If using fresh yeast, mix the lukewarm milk and water together, add the fresh yeast and stir with a fork until dissolved. If using dried yeast, follow the directions on, then stir in the milk. Sift the ﬂour and salt into a large, warmed mixing bowl and rub in the butter with your fingertips. Mix in the currants and a third of the caster sugar.
Make a well in the centre, pour in the yeast liquid and mix to form a soft dough. Turn out on a lightly ﬂoured surface and knead for 5–10 minutes until smooth and elastic.

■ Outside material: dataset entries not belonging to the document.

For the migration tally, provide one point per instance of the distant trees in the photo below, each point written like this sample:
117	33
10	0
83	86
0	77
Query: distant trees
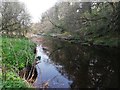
15	19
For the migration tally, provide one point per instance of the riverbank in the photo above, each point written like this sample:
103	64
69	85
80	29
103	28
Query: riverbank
16	54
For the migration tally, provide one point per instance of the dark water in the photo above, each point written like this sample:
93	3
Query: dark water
66	65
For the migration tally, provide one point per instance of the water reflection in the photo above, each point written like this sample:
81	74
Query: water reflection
82	66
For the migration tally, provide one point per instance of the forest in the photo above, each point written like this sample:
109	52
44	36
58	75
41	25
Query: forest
85	27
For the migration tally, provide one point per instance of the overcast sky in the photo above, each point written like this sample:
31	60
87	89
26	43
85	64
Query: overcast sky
37	7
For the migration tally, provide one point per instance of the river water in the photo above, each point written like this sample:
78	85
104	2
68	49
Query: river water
66	65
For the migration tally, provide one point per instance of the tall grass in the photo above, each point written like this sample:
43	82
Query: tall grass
16	54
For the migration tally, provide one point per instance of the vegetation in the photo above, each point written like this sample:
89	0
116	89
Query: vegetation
16	54
88	22
15	19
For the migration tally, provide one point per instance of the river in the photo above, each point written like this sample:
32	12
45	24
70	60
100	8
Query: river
66	65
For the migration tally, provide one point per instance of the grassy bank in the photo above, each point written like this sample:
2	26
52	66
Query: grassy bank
16	54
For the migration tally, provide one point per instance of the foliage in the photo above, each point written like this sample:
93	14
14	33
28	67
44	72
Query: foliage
16	54
15	18
89	21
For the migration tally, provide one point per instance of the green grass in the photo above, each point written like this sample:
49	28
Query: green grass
16	53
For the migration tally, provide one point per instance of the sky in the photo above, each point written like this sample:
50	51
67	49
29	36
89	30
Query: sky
37	7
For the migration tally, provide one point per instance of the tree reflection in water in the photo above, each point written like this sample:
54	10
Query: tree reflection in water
87	67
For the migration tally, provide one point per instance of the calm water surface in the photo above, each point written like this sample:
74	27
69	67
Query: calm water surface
66	65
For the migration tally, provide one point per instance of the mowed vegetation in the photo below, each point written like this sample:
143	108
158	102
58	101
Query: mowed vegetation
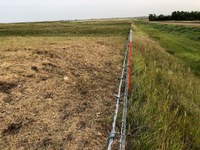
66	28
165	108
57	81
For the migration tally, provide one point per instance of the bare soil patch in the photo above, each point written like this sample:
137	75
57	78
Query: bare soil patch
57	93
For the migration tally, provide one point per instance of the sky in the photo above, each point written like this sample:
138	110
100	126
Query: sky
50	10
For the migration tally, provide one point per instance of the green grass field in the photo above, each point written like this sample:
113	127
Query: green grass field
181	41
164	113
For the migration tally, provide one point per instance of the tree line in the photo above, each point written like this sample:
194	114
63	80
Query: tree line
176	15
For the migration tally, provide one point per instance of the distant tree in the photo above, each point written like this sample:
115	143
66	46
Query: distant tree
176	15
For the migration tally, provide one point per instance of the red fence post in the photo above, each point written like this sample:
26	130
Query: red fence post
130	61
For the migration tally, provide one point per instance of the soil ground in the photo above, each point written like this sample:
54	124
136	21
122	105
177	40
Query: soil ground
57	92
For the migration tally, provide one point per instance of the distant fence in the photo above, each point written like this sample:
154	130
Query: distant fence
126	81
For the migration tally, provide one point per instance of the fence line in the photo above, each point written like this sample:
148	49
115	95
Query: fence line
126	77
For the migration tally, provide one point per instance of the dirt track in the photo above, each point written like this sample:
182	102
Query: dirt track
57	93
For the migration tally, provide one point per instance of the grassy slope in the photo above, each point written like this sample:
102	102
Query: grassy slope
181	41
165	110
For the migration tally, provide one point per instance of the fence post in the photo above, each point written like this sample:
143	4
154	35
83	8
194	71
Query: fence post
130	61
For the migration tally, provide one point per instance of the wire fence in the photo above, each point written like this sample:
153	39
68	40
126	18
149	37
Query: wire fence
124	80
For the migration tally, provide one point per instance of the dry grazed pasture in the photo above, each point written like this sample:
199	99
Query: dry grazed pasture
56	88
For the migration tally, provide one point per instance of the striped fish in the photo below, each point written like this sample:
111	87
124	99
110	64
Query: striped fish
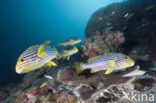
36	57
67	51
69	41
109	62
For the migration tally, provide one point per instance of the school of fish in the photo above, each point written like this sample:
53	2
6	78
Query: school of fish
38	56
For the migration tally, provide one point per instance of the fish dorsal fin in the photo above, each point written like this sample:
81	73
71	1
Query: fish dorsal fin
93	71
46	42
78	68
108	71
90	59
111	63
70	40
68	57
41	49
50	63
64	51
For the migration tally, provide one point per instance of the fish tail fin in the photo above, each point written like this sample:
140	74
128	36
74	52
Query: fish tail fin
46	42
58	55
57	44
78	69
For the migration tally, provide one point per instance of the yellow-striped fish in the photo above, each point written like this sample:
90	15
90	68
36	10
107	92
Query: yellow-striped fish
67	51
69	41
36	57
109	62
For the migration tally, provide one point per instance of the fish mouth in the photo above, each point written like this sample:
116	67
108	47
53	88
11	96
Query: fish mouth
19	71
131	63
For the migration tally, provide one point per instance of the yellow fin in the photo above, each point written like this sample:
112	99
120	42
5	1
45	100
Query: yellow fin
64	57
41	51
90	59
111	63
93	71
46	42
68	57
108	71
58	56
78	69
57	44
50	63
64	51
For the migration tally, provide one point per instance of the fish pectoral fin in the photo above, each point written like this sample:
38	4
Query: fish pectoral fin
64	51
108	71
57	44
64	57
111	63
78	69
58	56
68	57
41	51
90	59
70	40
93	71
50	63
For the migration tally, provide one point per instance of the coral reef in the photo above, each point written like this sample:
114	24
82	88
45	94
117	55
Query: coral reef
115	28
94	84
102	43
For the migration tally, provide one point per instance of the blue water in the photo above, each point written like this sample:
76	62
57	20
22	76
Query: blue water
27	22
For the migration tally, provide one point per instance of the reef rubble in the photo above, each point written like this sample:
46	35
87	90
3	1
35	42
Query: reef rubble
110	29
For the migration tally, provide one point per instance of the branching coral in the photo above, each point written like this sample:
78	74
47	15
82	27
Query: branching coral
102	43
92	85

Put the dough in a clean, lightly ﬂoured bowl and cover with plastic wrap. Leave in a warm place for 1–1 1/2 hours, or until the dough has doubled in size.
Turn the risen dough out on a lightly ﬂoured surface and, with clenched fists, knock it back to its original size. Divide the dough into eight equal pieces, shape each piece into a neat round and roll out to about 12 cm in diameter. Put the dough rounds on greased baking trays, loosely cover with plastic wrap and leave in a warm place until the dough has risen and doubled in size.
Meanwhile, preheat the oven to 220°C. Bake the teacakes for 20–25 minutes, or until they are golden brown and sound hollow when tapped on the base. While they are cooking, put the remaining caster sugar in a small saucepan with the cold water, stir over medium heat until dissolved, then boil for 1 minute. Remove the teacakes from the oven and brush them with the hot sugar syrup.
You may like to serve the teacakes warm, split in half and buttered. Otherwise, transfer them to a wire rack and leave to cool. Once cool, they can be cut in half, spread with butter, sprinkled with the cinnamon and sugar mixture, and then toasted, if desired.